Entre las respuestas previstas al trasladar su posicionamiento a la audiencia esperan toda la gama de resultados, desde la adhesión entusiasta al más destemplado rechazo; pero no la indiferencia que provoca lo que deviene rutinario y, por ello, menos relevante. Si esto sucede de forma significativa, el diagnóstico interno suele llevar a concluir que falla la estrategia de comunicación, porque lo que se persigue en el esquema al uso es, al menos, movilizar a los que se consideran propios cuando la extensión de las afinidades resulta difícil. El desinterés es, de este modo, el principal enemigo a vencer.
En el proceso de transformación política que, como consecuencia de la crisis económica y social, vive este país, se está pasando, precisamente, de un duro reproche a las élites políticas a una pérdida de interés por sus mensajes, consecuencia de la menguada credibilidad que se les concede, incluso en los casos en los que se ha producido o está en curso una renovación de personas, perfiles y planteamientos. La reiterada presencia pública ya no tiene un efecto inmediato porque forma parte del paisaje informativo habitual. La sobreexposición de los líderes en los principales medios tiene ahora un rendimiento cuestionable ante un público mayoritariamente descreído. A la par, se inunda a la ciudadanía de forma continua con llamamientos a la participación activa, ya sea para evitar que el sistema representativo vigente se ponga en riesgo, ya sea para sumarse a la corriente creciente que, de momento de una forma difusa en cuanto a las alternativas, dice abogar por la superación de ese sistema que entienden irremediablemente corrompido.
En el proceso de transformación política que vive este país, se está pasando, precisamente, de un duro reproche a las élites políticas a una pérdida de interés por sus mensajes, consecuencia de la menguada credibilidad que se les concede.
En este escenario y a pesar del desencanto, parece que no hay espacio para posiciones que no sean abiertamente partidistas. A medida que sube la temperatura política del país, se abusa por todos de la simplificación maniquea, el verbo encendido acalla al mesurado, abunda la alerta sobre el peligro del enemigo y se alimenta una dinámica de frentes y banderías, con poco margen para el acuerdo. En pocas semanas, al calor del tiempo electoral que se vivirá en 2015 (Elecciones Autonómicas y Locales en mayo y Elecciones Generales en noviembre) y de las posibilidades reales de alteraciones sustanciales en el mapa político, se instalará con más fuerza aún esta tensión en el discurso público.
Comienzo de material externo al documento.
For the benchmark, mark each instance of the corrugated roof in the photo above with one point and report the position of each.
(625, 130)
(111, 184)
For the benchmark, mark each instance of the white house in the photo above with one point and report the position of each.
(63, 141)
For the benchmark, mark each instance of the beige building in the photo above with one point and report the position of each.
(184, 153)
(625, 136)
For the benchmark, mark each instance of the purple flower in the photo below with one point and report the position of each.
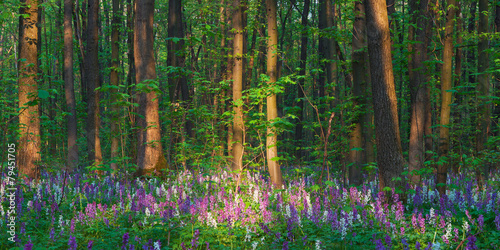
(480, 222)
(388, 241)
(125, 241)
(28, 245)
(471, 244)
(72, 243)
(52, 233)
(421, 222)
(379, 245)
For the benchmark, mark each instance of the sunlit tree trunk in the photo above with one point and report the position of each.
(301, 88)
(446, 95)
(389, 156)
(418, 89)
(92, 79)
(29, 120)
(114, 79)
(357, 144)
(483, 90)
(69, 86)
(238, 125)
(272, 109)
(149, 153)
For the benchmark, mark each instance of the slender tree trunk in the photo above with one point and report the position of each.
(92, 79)
(115, 64)
(131, 80)
(389, 156)
(69, 86)
(483, 90)
(149, 154)
(357, 145)
(302, 87)
(272, 109)
(238, 124)
(29, 120)
(418, 89)
(446, 95)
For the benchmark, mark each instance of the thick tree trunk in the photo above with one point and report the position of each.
(446, 95)
(149, 154)
(483, 91)
(115, 64)
(29, 120)
(69, 86)
(357, 145)
(272, 109)
(238, 124)
(389, 156)
(418, 89)
(92, 79)
(301, 88)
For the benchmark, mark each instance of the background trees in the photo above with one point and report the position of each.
(183, 72)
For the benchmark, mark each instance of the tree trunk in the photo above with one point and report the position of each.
(418, 89)
(272, 109)
(92, 80)
(29, 120)
(389, 156)
(115, 64)
(483, 91)
(446, 95)
(149, 154)
(238, 124)
(69, 86)
(131, 81)
(302, 87)
(357, 145)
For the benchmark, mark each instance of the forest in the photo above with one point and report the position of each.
(250, 124)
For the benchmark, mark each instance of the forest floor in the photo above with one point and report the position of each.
(195, 210)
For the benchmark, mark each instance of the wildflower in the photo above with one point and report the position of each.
(465, 226)
(125, 241)
(72, 243)
(158, 244)
(480, 222)
(471, 244)
(28, 245)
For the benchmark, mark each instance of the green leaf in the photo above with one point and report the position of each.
(43, 94)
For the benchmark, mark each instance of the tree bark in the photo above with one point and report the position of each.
(357, 145)
(446, 95)
(29, 121)
(114, 80)
(389, 156)
(272, 109)
(301, 88)
(149, 154)
(69, 86)
(238, 124)
(92, 72)
(483, 91)
(418, 89)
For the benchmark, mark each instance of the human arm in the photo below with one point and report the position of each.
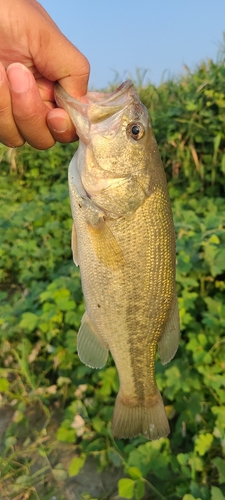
(33, 55)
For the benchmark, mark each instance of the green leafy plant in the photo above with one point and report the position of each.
(55, 412)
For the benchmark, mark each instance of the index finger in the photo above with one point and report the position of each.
(56, 58)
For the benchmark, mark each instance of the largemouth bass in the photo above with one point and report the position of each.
(123, 240)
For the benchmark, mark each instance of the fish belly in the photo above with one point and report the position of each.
(128, 301)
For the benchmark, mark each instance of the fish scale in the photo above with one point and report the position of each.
(124, 242)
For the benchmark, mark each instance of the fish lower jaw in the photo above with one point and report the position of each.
(148, 419)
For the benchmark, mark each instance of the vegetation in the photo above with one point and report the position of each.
(58, 411)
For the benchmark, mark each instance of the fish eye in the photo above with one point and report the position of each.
(135, 130)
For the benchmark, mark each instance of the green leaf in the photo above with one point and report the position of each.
(203, 443)
(134, 473)
(115, 457)
(126, 488)
(220, 464)
(139, 489)
(66, 435)
(216, 494)
(76, 464)
(29, 321)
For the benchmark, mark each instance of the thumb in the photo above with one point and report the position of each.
(56, 58)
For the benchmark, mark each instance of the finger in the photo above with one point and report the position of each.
(9, 133)
(61, 126)
(56, 58)
(29, 111)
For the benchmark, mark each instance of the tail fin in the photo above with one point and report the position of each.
(151, 421)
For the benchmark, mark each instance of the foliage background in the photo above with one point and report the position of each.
(55, 412)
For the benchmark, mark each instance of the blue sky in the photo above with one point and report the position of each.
(155, 35)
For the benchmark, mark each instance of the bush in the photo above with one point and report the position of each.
(50, 398)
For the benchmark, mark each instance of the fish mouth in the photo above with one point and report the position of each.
(95, 108)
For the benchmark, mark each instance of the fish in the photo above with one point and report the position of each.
(123, 240)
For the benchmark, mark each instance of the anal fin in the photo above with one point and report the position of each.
(74, 245)
(91, 349)
(168, 344)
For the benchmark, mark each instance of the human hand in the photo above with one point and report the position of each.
(33, 55)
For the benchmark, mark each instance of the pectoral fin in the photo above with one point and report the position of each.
(106, 246)
(91, 350)
(168, 344)
(74, 245)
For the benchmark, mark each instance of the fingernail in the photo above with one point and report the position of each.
(59, 124)
(19, 77)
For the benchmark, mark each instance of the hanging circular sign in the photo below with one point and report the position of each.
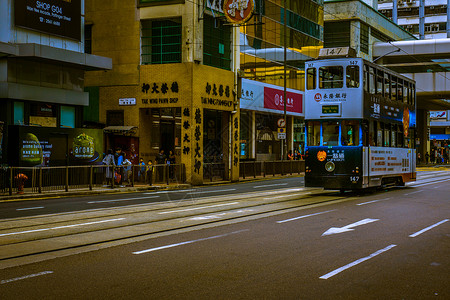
(238, 11)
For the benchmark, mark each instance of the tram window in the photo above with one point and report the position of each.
(330, 133)
(379, 135)
(400, 90)
(406, 92)
(366, 79)
(350, 133)
(394, 88)
(387, 135)
(394, 136)
(311, 78)
(331, 77)
(313, 132)
(352, 76)
(387, 85)
(372, 80)
(379, 82)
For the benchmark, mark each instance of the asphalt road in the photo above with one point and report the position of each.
(391, 244)
(69, 204)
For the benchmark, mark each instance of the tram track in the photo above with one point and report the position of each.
(40, 241)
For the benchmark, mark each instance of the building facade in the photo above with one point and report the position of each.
(42, 97)
(173, 86)
(268, 69)
(426, 19)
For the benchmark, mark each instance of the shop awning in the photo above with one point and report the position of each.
(120, 130)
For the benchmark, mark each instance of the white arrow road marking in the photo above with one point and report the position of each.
(349, 227)
(328, 275)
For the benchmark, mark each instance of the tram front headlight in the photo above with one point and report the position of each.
(330, 166)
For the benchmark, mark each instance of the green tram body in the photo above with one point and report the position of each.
(360, 134)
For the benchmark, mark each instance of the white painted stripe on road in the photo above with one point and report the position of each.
(166, 192)
(212, 191)
(61, 227)
(197, 208)
(364, 203)
(125, 199)
(25, 277)
(305, 216)
(356, 262)
(428, 228)
(413, 193)
(434, 182)
(188, 242)
(30, 208)
(269, 185)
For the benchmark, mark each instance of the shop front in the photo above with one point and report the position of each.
(265, 134)
(186, 109)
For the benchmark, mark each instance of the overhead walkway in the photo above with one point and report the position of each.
(425, 61)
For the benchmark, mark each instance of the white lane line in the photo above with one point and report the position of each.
(434, 182)
(196, 208)
(413, 193)
(356, 262)
(269, 185)
(25, 277)
(188, 242)
(364, 203)
(207, 192)
(428, 228)
(305, 216)
(125, 199)
(171, 191)
(30, 208)
(61, 227)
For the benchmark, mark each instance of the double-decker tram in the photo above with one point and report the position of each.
(360, 123)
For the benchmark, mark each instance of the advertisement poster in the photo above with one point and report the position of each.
(265, 97)
(58, 17)
(44, 146)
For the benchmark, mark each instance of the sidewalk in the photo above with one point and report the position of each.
(139, 187)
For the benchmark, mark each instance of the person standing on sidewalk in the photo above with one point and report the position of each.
(110, 163)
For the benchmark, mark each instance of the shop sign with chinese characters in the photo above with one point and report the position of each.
(160, 93)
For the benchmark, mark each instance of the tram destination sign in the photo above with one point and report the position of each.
(58, 17)
(330, 109)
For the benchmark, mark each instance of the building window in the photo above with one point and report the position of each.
(114, 118)
(216, 43)
(88, 38)
(161, 41)
(67, 117)
(19, 113)
(337, 34)
(364, 38)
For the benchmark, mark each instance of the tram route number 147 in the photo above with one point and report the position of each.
(354, 179)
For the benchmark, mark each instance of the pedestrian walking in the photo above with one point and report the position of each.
(110, 163)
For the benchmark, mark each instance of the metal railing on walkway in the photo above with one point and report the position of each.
(45, 179)
(37, 180)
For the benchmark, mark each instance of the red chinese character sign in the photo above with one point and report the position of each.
(238, 11)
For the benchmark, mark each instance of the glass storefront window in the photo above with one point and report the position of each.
(67, 117)
(19, 113)
(313, 132)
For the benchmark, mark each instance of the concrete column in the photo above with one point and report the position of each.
(422, 19)
(422, 132)
(394, 11)
(448, 18)
(252, 136)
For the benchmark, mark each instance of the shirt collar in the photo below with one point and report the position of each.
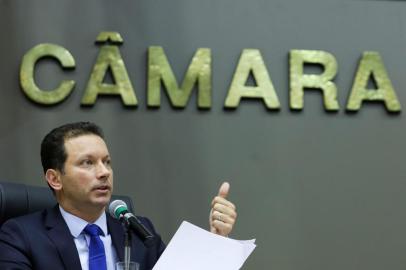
(76, 224)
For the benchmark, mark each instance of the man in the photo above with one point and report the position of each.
(77, 233)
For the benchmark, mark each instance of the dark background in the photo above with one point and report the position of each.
(318, 190)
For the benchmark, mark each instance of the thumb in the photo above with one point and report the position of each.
(224, 189)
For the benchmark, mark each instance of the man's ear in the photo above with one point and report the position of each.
(53, 178)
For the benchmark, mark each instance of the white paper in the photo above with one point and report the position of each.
(193, 248)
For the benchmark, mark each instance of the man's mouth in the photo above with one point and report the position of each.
(102, 188)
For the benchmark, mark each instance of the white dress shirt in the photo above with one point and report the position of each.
(82, 240)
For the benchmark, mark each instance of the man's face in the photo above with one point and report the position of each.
(87, 181)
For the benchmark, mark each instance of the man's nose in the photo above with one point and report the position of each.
(103, 171)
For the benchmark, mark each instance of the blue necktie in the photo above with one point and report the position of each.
(97, 256)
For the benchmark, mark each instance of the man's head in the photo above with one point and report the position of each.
(77, 167)
(53, 153)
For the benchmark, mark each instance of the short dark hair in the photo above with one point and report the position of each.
(53, 153)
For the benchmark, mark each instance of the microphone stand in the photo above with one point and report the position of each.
(127, 246)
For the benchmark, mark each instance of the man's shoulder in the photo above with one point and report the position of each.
(29, 221)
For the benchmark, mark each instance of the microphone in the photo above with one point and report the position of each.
(118, 209)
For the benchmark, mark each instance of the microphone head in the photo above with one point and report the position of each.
(117, 207)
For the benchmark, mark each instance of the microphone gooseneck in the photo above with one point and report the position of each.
(118, 209)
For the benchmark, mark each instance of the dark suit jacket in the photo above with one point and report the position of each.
(43, 241)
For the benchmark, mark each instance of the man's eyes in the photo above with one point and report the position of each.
(86, 162)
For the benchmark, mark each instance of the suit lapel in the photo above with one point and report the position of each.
(116, 231)
(60, 235)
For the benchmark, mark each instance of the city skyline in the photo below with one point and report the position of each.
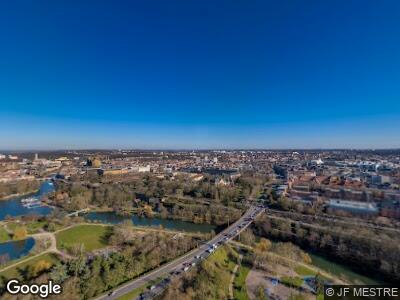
(153, 75)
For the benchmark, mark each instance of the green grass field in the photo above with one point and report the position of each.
(20, 271)
(240, 292)
(304, 271)
(91, 236)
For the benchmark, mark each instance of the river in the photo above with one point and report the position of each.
(341, 271)
(13, 207)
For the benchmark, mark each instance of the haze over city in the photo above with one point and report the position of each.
(156, 74)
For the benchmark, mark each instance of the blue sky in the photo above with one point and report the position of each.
(199, 74)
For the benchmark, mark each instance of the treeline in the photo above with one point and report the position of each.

Es verdad -y seguramente es positivo- que con las convulsiones sociales y la enorme incertidumbre en la que nos movemos, hay mucha gente incorporándose a distintas militancias. Sin duda la participación política, incluso la esporádica que proviene del fogonazo de cabreo, es necesaria para poner encima de la mesa las insuficiencias advertidas en el sistema de organización del poder público, al que la crisis ha desbordado. Pero llama la atención la dificultad de encontrar espacio para posiciones que escapen de la dialéctica antagónica más acerada. Si juzgásemos por la preponderante agresividad verbal –violencia política de baja intensidad- favorecida además por la conversión de los debates en programas de entretenimiento con formatos tendentes al espectáculo, estamos cada vez más cerca de que se nos clasifique a todos bajo criterios excluyentes, aunque no nos sintamos conmovidos en ningún sentido por sus batallas.
El ejercicio de los derechos políticos propios de la ciudadanía y la participación cotidiana en los asuntos que preocupan a la sociedad no tiene necesariamente que llevarse a cabo como nos lo plantean los actores predominantes en la escena mediática. Tampoco tienen por qué desarrollarse en la efervescencia y la inducida animosidad a los que piensan de una manera diferente. No se es peor ciudadano por sentirse ajeno a las urgencias del «momento histórico» que se invoca al viejo estilo, ni tampoco por no sentirse interpelado por el llamamiento a filas que sufrimos todos los días. Ante el exceso de demagogia la apatía bien puede ser una actitud plenamente democrática.